Wild Bill Bauer, a one-time writer for Dennis Miller, Tom Arnold and others,
says that when he takes to the stage of Bloomington's Tree House Lounge for four
shows Friday and Saturday (8 and 10:30 p.m. each night), don't think that
comedy-minus-profanity equals decorum.
Bauer, of
Minneapolis, says that a lot of his comedy comes from the dark side, and a lot
of it has to do with taboos related to family matters, sexual peccadilloes,
religion quirks and other twisted facts of modern life.
And he's not
afraid to go into clinical, scatological detail.
In other words,
"It's very adult."
In fact, a movie
script he once entertained writing was to be called, "The Sickest Movie
Ever Made."
Without
profanity.
Sickest or no,
"My family are not big cursers," he says. "I like a lot of that
stuff, but that's just not how I was brought up. I cursed a little when I
started out, but I went, 'You know, this isn't me. It looks false.'"
And there is
nothing worse than a comedian who doesn't appear to believe in himself or what
he's doing.
Besides,
"There are plenty of comedians out there using four-letter words," he
says, noting that his refusal to join the club hasn't created a serious
shortage.
To the public at
large, Bauer is probably best known for his stints on the nationally syndicated
"Bob and Tom" morning radio show, where he was a regular call-in comic
for around a decade during the '90s, offering well-received pieces like
"Russian Roulette," a lengthy and merciless discourse on the lighter
side of blowing one's brains out.
Without
profanity.
But Bauer is
also a collaborator whose joke-writing skills have taken him into the folds of
comedians like Arnold, for whom he has nothing but good things to say.
"He's a great guy, and always liked what I did."
Arnold, also a
Minneapolis native, hired Bauer to write scripts for his short-lived TV series,
"The Jackie Thomas Show," as well as doing a rewrite on Arnold's 1996
feature, "Carpool."
Bauer was also
hired by Dennis Miller to write for his HBO series.
"He hired
five guys to contribute 20 jokes a week, for 350 dollars each.
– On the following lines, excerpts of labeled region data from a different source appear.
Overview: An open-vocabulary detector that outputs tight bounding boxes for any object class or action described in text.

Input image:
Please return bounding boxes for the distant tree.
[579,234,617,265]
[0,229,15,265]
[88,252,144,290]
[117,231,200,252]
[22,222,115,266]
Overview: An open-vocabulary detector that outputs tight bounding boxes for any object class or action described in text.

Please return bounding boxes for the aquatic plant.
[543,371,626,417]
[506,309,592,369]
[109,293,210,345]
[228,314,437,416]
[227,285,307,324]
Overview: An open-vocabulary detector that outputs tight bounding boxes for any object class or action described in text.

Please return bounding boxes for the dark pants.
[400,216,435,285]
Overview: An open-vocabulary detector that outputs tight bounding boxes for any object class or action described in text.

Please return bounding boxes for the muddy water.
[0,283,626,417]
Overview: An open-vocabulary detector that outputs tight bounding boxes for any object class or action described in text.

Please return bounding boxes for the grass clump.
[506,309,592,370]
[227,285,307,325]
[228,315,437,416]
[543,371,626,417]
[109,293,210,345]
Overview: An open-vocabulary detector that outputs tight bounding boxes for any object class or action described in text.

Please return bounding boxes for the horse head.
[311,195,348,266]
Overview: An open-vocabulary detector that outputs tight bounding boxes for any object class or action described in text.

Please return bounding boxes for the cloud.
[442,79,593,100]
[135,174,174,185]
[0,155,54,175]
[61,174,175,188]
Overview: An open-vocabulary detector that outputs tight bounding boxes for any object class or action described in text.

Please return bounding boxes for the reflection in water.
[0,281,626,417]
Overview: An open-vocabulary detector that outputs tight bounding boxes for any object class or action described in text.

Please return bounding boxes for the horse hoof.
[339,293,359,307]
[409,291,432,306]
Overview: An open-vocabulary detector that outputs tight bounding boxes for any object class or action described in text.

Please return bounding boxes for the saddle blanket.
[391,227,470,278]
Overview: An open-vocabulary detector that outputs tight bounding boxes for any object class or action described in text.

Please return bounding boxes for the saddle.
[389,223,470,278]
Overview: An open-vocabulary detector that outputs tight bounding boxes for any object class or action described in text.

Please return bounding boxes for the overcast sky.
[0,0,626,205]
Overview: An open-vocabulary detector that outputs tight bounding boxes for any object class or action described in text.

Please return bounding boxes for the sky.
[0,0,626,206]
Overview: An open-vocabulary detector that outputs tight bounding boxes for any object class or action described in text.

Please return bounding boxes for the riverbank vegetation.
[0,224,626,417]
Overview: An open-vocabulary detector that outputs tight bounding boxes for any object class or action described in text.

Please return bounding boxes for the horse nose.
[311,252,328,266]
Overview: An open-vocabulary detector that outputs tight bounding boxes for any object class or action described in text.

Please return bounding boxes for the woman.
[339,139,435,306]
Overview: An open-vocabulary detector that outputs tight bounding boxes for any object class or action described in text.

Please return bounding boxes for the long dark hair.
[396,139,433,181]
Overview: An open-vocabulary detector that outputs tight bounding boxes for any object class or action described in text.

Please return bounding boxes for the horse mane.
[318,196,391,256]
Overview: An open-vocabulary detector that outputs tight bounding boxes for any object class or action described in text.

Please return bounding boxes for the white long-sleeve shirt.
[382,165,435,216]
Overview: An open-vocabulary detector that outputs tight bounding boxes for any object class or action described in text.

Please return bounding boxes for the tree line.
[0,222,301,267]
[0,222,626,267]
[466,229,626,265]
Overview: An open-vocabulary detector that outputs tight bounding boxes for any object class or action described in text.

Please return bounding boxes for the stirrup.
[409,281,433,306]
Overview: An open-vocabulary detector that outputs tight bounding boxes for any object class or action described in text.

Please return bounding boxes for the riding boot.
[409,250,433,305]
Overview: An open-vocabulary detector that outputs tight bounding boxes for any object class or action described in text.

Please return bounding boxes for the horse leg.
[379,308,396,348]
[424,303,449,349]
After the show
began to gather an audience, they got a budget increase and they hired three
full-time writers to write everything every day."
Bauer claims
that "Miller loved the quality of the jokes I gave him, but I struggle with
current events. A lot of it is really boring stuff to me, and the stuff that
isn't, I have strong opinions on."
Because Miller's
humor is driven by current events, the marriage probably wasn't meant to last.
And Bauer's eventual firing wasn't taken personally. "Dennis Miller is a
genius."
Wild Bill's
comedy, he admits, tends to be heavily family-driven. And no one in his family
is immune -- even his brother the priest.
"Someone
asked me if it isn't difficult being a comedian in the same town where my
brother lives. I said that my only fear is that the guy is going to do something
that will embarrass me."
Barump.
And without
profanity.
Speaking of
family, Wild Bill can lay claim to another offbeat quirk these days: his opening
act is his own 23-year-old son, whose uses the marquee handle P. Bau.
And dad is son's
severest critic.
"His
opening routine is really stupid," he says. "But he won't listen to
me. Once you get by the first few minutes, though, he does well."
Best of all,
Bauer adds, he does it -- yes -- "without profanity."